Professor Orchard said Netherton syndrome had a huge impact on quality of life both due to the discomfort of the condition and the cosmetic impact.
“It fluctuates. At times their skin can be relatively good, and then they have breakouts,” he said.
“Some of them are just persistently red all the time and others vary a little bit and every time they get hot or cold their skin flares.
“At other times – we can’t explain why – they have patterned breakouts. And at other times they become red all over.”
Treatment was similar to the care of eczema, including moisturising inflamed areas and using topical steroids, he said, although there had been a recent move to biologic medicines used in psoriasis and eczema.
Professor Orchard said the JAMA Dermatology case study showed that the adult patient had used other medications before trying a JAK inhibitor.
The standard of care would be to try biologic medications such as interleukin 17 and interleukin 13 inhibitors before trying immunosuppressants such as JAK inhibitors, he said.
“There are novel ways of trying to suppress the process without immunosuppressing the individual. I think they should always be used before JAK inhibitors because JAK inhibitors are technically immunosuppressive,” he said.

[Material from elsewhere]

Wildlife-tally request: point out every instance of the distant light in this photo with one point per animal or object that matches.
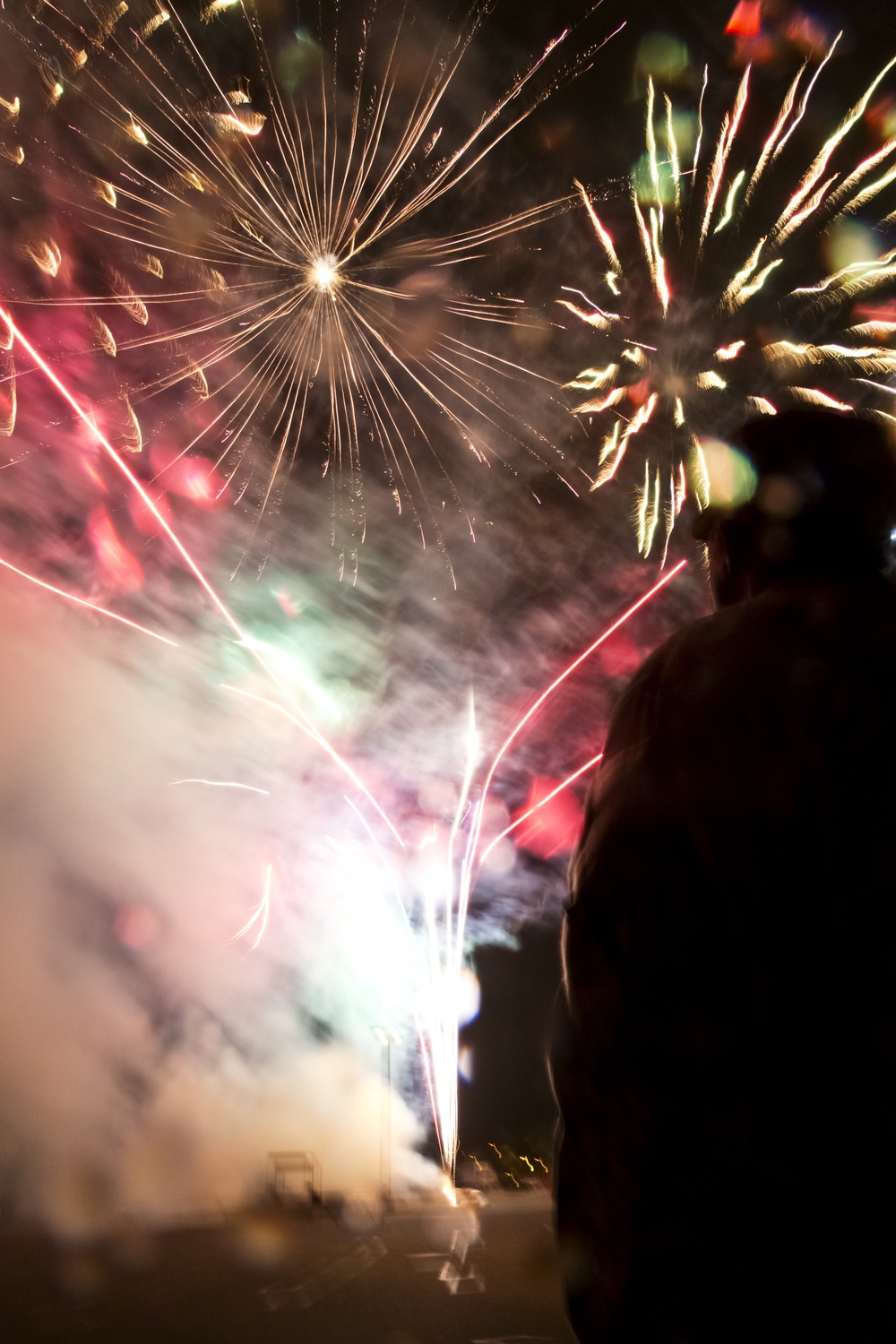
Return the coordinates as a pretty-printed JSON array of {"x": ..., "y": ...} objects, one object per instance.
[{"x": 324, "y": 273}]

“As a rule, topical medications will only help so much in these individuals because they’re usually quite severely affected.”

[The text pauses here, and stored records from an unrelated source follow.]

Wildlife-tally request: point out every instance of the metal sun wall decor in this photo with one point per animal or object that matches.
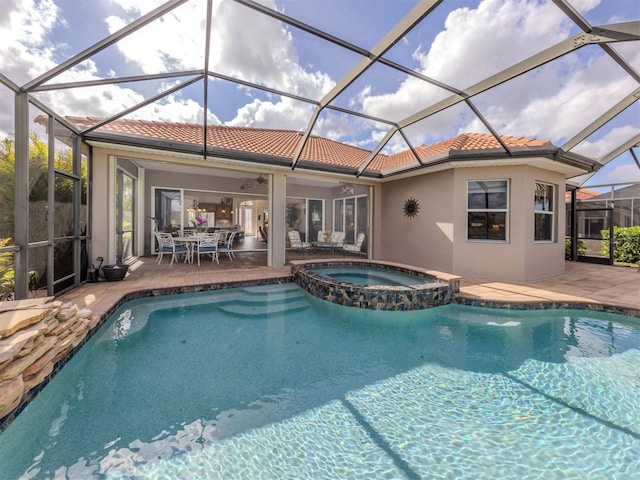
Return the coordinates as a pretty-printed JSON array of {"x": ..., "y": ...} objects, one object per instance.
[{"x": 411, "y": 207}]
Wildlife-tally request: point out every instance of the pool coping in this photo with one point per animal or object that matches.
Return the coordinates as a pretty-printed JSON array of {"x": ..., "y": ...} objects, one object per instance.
[{"x": 460, "y": 298}]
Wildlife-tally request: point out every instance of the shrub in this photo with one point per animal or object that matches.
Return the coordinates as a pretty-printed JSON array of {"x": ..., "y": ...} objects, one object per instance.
[{"x": 626, "y": 245}]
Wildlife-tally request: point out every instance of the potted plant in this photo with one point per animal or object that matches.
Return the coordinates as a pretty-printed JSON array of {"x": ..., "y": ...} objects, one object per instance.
[{"x": 199, "y": 224}]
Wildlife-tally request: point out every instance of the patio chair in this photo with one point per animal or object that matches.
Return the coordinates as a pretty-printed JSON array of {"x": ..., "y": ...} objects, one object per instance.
[
  {"x": 207, "y": 244},
  {"x": 263, "y": 233},
  {"x": 167, "y": 244},
  {"x": 356, "y": 247},
  {"x": 296, "y": 242},
  {"x": 226, "y": 245}
]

Using a JAK inhibitor in a patient with severe Netherton syndrome was a new approach, he said.
“There may be the potential that JAK inhibitors might come out in a topical preparation at some stage in the future as well, which will be an interesting approach,” he said.
“There’s a variety of systemic approaches. We can’t fix the gene, but the mechanism of why their skin ends up red and inflamed is through these inflammatory pathways, and there is the potential of trying to do something to suppress these inflammatory pathways.”
Professor Orchard said for a child to inherit Netherton syndrome, both parents had to be carriers of the gene, but the parents themselves didn’t usually have the condition.